I was not aware of the existence of full-width and half-width characters till the friend asked me to briefly give an explaination on the differences between the two from a technical aspect. For those like me who weren’t aware that the Japanese mix between zenkaku (full-width) and hankaku (half-width) characters, look at the image below or visit the following webpage for more explanation: https://mailmate.jp/blog/half-width-full-width-hankaku-zenkaku-explained
As you can see, half-width characters unsurprisingly takes up less space visually than the full-width characters.
While I have read and typed Korean during my younger years when I was forced to learn Korean, it never clicked to me how much space Korean takes up graphically. It is obvious in hindsight but it was nonetheless interesting.

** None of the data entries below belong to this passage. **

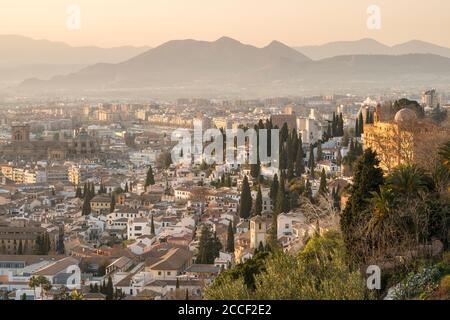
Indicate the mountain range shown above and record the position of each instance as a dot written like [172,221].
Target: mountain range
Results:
[227,65]
[371,47]
[23,57]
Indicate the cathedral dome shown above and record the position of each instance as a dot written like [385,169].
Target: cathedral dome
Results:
[405,116]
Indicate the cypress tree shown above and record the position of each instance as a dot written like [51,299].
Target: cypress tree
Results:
[274,190]
[319,151]
[361,124]
[323,188]
[246,200]
[308,189]
[150,179]
[367,179]
[109,290]
[152,226]
[311,162]
[113,203]
[20,249]
[78,193]
[258,202]
[282,203]
[299,160]
[230,238]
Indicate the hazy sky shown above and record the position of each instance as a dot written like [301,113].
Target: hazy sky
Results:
[294,22]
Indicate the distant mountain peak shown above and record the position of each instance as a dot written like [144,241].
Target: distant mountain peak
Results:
[227,40]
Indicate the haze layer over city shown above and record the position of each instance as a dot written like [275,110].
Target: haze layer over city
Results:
[224,150]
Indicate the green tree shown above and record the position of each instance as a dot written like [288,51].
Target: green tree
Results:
[299,160]
[245,208]
[230,238]
[109,290]
[208,247]
[152,226]
[311,162]
[367,179]
[20,249]
[282,201]
[150,179]
[319,151]
[274,190]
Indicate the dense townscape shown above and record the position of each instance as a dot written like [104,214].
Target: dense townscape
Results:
[93,207]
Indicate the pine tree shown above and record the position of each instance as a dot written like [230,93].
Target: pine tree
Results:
[246,200]
[109,290]
[323,188]
[274,190]
[150,179]
[341,125]
[311,162]
[78,193]
[282,202]
[319,151]
[308,190]
[334,126]
[208,247]
[258,202]
[361,123]
[338,157]
[113,203]
[255,169]
[230,238]
[20,249]
[299,160]
[152,226]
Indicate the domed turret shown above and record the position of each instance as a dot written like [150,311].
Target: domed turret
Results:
[405,116]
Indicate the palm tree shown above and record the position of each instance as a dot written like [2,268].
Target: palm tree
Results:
[408,180]
[33,283]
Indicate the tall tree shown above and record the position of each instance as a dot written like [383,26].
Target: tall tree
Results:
[246,200]
[282,201]
[299,160]
[113,203]
[323,187]
[208,247]
[109,290]
[152,226]
[367,179]
[258,201]
[311,162]
[319,151]
[360,123]
[230,238]
[357,132]
[20,248]
[274,190]
[150,179]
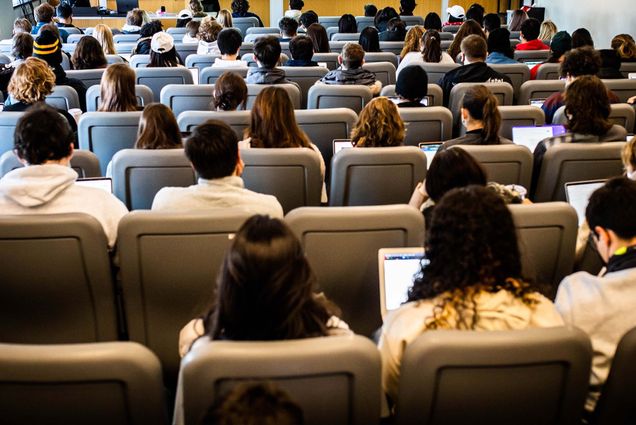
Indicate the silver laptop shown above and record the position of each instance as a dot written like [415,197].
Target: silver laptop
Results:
[578,195]
[530,136]
[397,270]
[103,183]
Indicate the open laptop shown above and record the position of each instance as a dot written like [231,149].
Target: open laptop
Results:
[429,149]
[397,270]
[103,183]
[340,144]
[578,195]
[530,136]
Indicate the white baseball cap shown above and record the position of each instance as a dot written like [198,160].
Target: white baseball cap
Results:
[456,12]
[161,42]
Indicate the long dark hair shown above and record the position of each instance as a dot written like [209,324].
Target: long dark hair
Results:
[265,288]
[471,246]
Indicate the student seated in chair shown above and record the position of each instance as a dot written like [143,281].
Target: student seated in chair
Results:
[267,54]
[213,151]
[351,72]
[44,143]
[602,306]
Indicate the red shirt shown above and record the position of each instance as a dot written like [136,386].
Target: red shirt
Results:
[532,45]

There is also an implication
on the amount of data half-width and full-width characters consume (though this does depend on the encoding). For Western
audience, we know that ASCII takes up 1 byte and can be represented as a char
in C.
Extending ASCII
One interesting fact about ASCII is that ASCII only maps to 128 characters (though only 95 is printable). Recall that ASCII can be represented by 1 byte which makes up of 8 bits. Doing the Math, 8 bits can represent 2^8 = 256 values. This leaves us with the remaining 128 values unmapped to anything.

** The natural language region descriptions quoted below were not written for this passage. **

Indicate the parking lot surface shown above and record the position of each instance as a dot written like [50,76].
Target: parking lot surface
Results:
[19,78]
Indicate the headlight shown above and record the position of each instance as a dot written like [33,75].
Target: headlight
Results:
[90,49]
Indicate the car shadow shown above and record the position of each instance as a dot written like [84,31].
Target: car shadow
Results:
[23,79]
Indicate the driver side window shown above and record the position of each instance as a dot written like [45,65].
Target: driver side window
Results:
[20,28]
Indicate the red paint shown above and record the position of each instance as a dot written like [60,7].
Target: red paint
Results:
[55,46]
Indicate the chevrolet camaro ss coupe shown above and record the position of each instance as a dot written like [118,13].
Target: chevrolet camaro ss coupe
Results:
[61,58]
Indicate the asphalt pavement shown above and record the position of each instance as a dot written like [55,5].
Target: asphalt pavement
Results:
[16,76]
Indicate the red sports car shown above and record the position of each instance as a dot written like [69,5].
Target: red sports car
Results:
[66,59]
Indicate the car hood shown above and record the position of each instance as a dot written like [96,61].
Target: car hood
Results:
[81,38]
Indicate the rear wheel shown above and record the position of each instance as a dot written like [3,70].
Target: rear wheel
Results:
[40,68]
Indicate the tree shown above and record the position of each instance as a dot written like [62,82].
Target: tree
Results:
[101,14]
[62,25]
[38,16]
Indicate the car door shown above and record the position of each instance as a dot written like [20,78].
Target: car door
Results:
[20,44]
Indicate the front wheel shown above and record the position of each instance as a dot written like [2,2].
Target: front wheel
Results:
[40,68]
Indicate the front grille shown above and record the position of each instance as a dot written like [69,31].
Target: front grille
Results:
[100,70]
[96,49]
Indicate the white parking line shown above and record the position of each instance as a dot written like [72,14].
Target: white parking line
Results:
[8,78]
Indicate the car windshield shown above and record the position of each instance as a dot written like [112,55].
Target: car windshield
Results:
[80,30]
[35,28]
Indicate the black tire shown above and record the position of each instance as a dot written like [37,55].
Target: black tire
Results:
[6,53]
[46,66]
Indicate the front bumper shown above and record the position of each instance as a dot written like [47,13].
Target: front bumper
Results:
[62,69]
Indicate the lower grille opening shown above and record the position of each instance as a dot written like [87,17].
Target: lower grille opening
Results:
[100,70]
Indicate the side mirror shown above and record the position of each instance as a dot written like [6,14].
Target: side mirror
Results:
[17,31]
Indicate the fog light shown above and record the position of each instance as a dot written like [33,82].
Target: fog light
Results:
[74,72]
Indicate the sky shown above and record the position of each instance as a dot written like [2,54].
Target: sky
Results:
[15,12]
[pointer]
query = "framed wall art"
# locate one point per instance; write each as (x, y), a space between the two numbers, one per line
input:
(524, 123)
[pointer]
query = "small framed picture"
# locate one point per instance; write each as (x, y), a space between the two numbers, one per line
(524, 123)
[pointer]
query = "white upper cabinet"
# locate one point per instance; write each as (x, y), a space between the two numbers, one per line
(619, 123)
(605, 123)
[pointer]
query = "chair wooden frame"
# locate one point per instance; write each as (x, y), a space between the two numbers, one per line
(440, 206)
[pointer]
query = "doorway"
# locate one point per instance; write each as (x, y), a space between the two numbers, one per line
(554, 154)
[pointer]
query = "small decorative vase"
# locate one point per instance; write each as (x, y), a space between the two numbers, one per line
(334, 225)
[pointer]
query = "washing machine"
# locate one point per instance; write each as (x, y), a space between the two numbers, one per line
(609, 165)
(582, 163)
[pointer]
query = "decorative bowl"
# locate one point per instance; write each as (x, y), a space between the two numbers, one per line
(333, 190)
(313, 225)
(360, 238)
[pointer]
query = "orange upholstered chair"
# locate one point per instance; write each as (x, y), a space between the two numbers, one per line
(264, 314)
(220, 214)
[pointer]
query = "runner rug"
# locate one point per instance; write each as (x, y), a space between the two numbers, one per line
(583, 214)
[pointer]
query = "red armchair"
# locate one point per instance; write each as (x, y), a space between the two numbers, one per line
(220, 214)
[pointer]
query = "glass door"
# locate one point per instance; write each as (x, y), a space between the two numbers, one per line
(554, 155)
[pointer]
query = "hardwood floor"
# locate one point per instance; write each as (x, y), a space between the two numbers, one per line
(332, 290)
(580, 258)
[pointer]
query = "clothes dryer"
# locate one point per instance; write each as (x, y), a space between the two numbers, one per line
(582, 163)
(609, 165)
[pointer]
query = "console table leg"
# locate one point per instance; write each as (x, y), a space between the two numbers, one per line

This allows other languages and programmers to take advantage in extending ASCII to display extra characters such as accents from European
languages such as é, è, ç, à
in Latin 8 and ISO 8859 or Katakana characters in
JIS C 6220 (JIS X 0201) in 1969.
Though JIS C 6220 does change a few characters so it is not exactly an extension of ASCII. Though ignoring the few differences, we can
see that the Katakana characters are mapped in the remaining half starting from 0xA1 to 0xDF.
ISO 8859 on the other hand such as Latin-8 seems to be a direct extension of ASCII where 0xA1 - 0xFF contains characters from several European languages such as French, Finnish and Celtic.
Aside: UTF-8 v.s UTF-16
Based on the article I shared, half-width characters takes up 1 byte while full-width characters takes up 2 bytes (also can be called double byte character).

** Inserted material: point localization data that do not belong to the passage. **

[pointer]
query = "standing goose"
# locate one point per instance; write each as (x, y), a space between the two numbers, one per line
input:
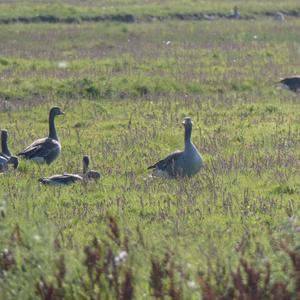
(4, 161)
(180, 163)
(89, 174)
(64, 179)
(291, 83)
(45, 150)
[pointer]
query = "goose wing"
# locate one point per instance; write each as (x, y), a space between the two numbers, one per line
(168, 161)
(64, 179)
(40, 148)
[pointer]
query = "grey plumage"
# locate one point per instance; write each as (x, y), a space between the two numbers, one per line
(6, 156)
(180, 163)
(64, 179)
(45, 150)
(5, 161)
(291, 83)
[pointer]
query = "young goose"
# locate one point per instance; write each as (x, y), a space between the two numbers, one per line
(89, 174)
(291, 83)
(64, 179)
(4, 161)
(45, 150)
(181, 163)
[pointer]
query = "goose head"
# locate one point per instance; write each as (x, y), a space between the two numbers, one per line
(4, 134)
(56, 111)
(187, 122)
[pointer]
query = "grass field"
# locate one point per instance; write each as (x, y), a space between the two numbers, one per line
(125, 89)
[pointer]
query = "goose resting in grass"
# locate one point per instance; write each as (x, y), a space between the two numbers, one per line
(291, 83)
(4, 146)
(45, 150)
(180, 163)
(89, 174)
(4, 161)
(64, 179)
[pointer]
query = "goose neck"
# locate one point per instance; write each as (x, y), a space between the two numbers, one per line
(4, 146)
(52, 129)
(187, 137)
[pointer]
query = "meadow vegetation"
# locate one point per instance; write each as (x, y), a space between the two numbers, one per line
(231, 231)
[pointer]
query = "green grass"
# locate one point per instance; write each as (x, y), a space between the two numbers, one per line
(78, 11)
(125, 93)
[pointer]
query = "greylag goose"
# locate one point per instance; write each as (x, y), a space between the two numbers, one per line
(291, 83)
(64, 179)
(89, 174)
(180, 163)
(45, 150)
(4, 161)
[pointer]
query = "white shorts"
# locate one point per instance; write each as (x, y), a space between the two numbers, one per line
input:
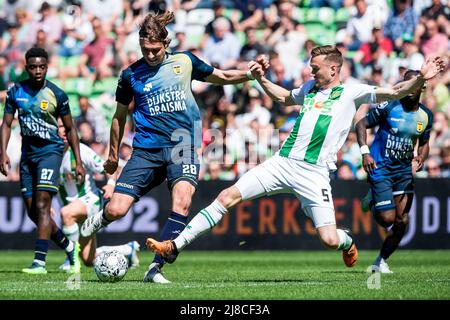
(310, 183)
(93, 202)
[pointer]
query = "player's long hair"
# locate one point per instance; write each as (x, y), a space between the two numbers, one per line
(153, 28)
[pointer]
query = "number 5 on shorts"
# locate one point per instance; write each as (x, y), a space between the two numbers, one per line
(189, 168)
(326, 197)
(46, 174)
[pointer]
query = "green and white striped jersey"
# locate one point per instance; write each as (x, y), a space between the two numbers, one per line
(70, 190)
(324, 121)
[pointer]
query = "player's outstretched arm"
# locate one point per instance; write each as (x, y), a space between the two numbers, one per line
(5, 134)
(72, 138)
(430, 68)
(275, 92)
(116, 134)
(361, 133)
(223, 77)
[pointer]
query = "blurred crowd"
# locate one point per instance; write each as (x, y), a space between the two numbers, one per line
(91, 41)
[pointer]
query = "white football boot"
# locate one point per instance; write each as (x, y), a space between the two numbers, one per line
(380, 265)
(154, 274)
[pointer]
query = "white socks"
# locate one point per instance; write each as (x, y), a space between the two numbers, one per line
(203, 221)
(72, 232)
(345, 241)
(125, 249)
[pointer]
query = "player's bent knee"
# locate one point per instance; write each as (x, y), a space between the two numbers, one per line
(384, 220)
(182, 204)
(42, 206)
(115, 210)
(330, 241)
(229, 197)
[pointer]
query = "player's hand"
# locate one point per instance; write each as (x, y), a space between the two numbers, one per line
(111, 165)
(80, 173)
(431, 67)
(417, 164)
(256, 69)
(5, 164)
(263, 61)
(108, 190)
(368, 163)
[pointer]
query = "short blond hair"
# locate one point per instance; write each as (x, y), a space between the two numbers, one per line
(153, 28)
(332, 54)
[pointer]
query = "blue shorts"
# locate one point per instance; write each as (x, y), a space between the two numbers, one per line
(387, 184)
(148, 168)
(40, 173)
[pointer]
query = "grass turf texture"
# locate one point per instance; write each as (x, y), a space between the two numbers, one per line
(240, 275)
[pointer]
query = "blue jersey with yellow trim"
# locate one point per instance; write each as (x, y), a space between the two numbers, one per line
(165, 110)
(38, 113)
(398, 132)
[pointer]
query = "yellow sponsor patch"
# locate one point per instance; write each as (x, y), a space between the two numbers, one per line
(177, 69)
(419, 127)
(44, 104)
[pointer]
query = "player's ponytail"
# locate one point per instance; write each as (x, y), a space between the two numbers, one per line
(153, 28)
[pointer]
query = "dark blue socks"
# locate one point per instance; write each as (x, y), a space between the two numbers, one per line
(172, 229)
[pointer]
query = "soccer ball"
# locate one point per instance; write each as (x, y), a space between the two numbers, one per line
(110, 266)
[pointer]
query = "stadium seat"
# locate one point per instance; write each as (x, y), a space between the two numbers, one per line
(241, 37)
(104, 85)
(342, 15)
(78, 86)
(194, 34)
(326, 15)
(228, 13)
(321, 34)
(312, 15)
(299, 14)
(200, 16)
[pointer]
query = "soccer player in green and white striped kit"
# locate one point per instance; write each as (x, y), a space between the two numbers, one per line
(303, 163)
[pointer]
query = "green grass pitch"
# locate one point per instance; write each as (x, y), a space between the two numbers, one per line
(261, 275)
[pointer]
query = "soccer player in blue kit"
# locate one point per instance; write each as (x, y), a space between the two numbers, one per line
(391, 163)
(39, 104)
(168, 130)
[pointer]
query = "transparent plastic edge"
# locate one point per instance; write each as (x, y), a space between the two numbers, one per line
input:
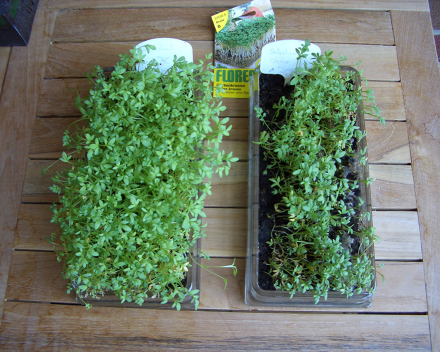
(254, 295)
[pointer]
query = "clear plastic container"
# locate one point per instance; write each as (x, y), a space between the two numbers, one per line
(254, 294)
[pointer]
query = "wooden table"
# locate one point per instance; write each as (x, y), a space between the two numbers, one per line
(395, 43)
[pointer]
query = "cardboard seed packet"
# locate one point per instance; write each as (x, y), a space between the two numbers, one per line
(241, 33)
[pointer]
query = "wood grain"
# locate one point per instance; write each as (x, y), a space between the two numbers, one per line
(18, 105)
(5, 51)
(227, 236)
(64, 327)
(372, 59)
(376, 5)
(36, 276)
(420, 84)
(70, 60)
(389, 99)
(360, 27)
(387, 143)
(393, 188)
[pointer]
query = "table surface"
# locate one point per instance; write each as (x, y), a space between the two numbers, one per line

I do believe this depends on the encoding used. Taking a look at the size and bytes encoding, we can see that number 1
in UTF-8 encoding takes 1 and 3 bytes for half-width and full-width character repsectively
$ stat -c "%n,%s" -- halfwidth-utf8.txt fullwidth-utf8.txt
halfwidth-utf8.txt,1
fullwidth-utf8.txt,3
One confusion I had was understanding what the difference between UTF-8 and UTF-16 and the following excercise helped me understand this:
- UTF-8 encodes each character between 1-4 bytes
- UTF-16 encodes each characters between 2-4 bytes
UTF-8 and UTF-16 as you can tell are variable length meaning they take up more or less bytes depending on the character being encoded. We can
see this by comparing the number 1
arabic numeral v.s. the Chinese character for the number 1 一
:
$ stat -c "%n,%s" -- halfwidth-1.txt chinese-1.md
halfwidth-1.txt,1
chinese-1.md,3
In UTF-8, 1
takes up 1 byte which is unsurprising as ASCII has great advantage in UTF-8 compared to other Asian languages such as Chinese where the character for 1 一
consumed 3 bytes.
Note: Do not attempt to display UTF-16 encoded files on the terminal without changing your locale (or whatever it is called). It will not display nicely. Vim on my machine will automatically open the file as UTF-16LE.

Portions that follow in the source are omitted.